Later, in her own bed that night, Katherine stares up at the words she wrote on the ceiling. Softly, she sings the songs to herself. “Uh … uh … uh … uh … stayin’ alive. …”
There is a soft knock on her door.
Shannon says, “Kat?”
Katherine doesn’t answer, but Shannon opens the door anyway. She stands there, silent, a few minutes. Then she says, “No. At least, I don’t think I do. You know, have them. You know. Climax.”
Katherine swallows hard.
“One time,” Shannon says, “I started to feel something. Something different, you know? Something great. And I didn’t know what was happening, and I said, ‘Rich? Rich?’ And then he finished and I felt like I was left hanging in midair.” She sighs. “Maybe that was one. I don’t know.”

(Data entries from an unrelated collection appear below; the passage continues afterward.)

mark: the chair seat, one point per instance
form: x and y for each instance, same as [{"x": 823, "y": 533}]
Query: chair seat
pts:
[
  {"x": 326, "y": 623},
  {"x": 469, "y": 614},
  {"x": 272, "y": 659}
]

Katherine doesn’t answer her.
“Sometimes,” Shannon says, her voice as soft and small as a child’s, “I imagine going off and having a wild weekend. Having an affair with a stranger. Really feeling what it’s like.” She giggles. “Forget I ever said that.”
“All right,” Katherine says.
Shannon hesitates. “Well,” she says, “goodnight.”
“Goodnight.”
“Kat?” she says. “Do you think I shouldn’t marry Rich then?”
Katherine sighs. “No,” she says. “I don’t know what to think.”